Susahnya orang yang sepantasnya tahu aturan, kalau tidak tahu aturan, siapa yang menegur atau mengingatkannya kalau ia sudah melakukan sikap tidak tahu aturannya itu. Oleh karena saya mengalami pendidikan berbudi pekerti, dididik bertata krama, sudah terbiasa bertata krama, dan suka merasa tidak nyaman apabila menerima perlakukan sosok yang tadinya saya hormati, sikap perilaku dan tindak tanduknya tidak tahu aturan, lama-lama membuat saya menjadi tidak respek lagi terhadapnya.

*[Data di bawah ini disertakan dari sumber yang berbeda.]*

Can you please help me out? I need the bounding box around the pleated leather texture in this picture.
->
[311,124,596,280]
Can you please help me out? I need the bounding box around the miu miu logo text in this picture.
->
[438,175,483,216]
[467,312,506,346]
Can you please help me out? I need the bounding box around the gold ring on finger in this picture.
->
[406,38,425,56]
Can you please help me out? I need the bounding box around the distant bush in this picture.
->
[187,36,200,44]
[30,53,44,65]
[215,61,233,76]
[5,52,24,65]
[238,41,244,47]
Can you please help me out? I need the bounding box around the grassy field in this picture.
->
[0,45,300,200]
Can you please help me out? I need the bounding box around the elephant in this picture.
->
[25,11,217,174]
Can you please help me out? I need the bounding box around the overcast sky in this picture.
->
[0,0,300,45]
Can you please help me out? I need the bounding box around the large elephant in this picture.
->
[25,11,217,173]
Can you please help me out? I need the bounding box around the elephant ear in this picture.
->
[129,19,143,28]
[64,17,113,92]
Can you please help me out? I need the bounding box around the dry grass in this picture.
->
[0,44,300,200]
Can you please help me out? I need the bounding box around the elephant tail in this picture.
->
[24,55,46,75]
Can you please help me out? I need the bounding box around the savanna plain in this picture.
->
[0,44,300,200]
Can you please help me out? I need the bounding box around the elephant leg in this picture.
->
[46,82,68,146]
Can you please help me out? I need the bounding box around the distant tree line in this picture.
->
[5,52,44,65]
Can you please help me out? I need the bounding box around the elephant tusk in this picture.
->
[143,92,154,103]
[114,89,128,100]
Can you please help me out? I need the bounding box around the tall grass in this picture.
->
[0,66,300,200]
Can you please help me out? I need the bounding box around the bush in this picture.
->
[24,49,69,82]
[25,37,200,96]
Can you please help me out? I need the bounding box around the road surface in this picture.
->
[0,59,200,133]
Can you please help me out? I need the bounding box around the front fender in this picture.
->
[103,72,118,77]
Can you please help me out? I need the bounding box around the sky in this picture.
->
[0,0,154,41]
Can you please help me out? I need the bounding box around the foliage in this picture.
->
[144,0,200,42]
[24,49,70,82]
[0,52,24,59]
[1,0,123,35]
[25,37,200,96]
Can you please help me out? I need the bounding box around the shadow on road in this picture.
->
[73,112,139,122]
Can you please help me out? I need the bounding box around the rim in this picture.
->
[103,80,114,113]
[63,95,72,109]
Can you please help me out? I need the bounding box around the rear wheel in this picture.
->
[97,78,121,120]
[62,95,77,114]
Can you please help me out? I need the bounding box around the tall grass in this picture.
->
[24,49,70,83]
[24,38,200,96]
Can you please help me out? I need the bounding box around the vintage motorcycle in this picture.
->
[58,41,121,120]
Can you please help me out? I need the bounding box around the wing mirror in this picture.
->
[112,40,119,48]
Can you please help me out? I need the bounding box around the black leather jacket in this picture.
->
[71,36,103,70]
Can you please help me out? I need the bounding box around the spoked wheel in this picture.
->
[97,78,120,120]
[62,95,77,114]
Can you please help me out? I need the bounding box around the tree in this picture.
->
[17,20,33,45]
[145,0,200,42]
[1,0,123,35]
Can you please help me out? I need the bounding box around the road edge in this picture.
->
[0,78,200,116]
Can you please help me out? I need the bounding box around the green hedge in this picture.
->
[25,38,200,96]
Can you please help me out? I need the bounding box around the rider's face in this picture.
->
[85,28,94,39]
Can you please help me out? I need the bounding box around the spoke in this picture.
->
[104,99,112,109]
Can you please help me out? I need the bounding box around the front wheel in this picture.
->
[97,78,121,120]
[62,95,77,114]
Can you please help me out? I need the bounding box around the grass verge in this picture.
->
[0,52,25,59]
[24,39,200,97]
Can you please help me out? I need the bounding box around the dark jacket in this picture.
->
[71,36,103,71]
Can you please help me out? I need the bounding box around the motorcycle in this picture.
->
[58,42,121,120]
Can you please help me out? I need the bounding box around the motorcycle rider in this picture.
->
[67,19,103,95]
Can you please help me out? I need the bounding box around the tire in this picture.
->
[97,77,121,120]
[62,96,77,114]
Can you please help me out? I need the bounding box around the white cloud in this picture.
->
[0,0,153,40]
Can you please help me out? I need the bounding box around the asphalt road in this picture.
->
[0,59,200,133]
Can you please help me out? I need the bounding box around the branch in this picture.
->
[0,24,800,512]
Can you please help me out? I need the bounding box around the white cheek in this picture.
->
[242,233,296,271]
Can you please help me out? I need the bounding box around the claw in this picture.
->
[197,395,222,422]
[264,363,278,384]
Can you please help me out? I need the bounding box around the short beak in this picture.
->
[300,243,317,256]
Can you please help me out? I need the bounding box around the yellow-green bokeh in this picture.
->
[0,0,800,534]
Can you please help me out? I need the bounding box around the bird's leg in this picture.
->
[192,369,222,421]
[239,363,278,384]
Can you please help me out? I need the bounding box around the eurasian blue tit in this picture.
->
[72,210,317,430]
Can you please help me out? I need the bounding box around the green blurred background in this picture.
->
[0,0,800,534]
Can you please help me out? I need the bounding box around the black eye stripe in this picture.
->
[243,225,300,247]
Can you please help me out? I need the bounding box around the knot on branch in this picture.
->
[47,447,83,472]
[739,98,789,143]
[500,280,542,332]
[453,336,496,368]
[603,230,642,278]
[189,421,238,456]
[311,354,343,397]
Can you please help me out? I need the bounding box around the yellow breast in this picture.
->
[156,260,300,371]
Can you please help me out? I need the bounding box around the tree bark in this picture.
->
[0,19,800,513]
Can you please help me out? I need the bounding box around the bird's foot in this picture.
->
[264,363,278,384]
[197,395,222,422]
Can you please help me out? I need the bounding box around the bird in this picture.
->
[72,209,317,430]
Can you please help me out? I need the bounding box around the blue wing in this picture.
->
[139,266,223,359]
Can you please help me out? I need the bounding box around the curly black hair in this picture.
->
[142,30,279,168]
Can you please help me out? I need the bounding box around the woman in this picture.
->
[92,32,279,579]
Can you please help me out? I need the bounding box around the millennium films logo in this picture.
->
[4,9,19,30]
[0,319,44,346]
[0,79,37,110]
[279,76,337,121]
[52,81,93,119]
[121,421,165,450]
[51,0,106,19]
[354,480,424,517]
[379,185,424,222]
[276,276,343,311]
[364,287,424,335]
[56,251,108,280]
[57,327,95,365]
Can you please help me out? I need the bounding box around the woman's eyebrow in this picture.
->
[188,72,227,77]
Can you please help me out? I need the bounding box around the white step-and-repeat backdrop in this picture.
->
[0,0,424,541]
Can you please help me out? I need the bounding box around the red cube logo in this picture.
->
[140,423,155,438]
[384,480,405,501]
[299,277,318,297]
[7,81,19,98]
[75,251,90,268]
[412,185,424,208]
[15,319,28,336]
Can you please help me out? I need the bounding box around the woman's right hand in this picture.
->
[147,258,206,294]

Pendidikan perdana untuk berinteraksi sosial pada anak didik, ialah tidak lupa mengucapkan berterima kasih, minta tolong, dan mohon maaf. Banyak sosok nama besar tidak melakukan itu. Dan kalau sosok itu juga bukan egaliter, bisa jadi itu memang lantaran mereka mengabaikan tata krama itu karena merasa posisinya lebih tinggi.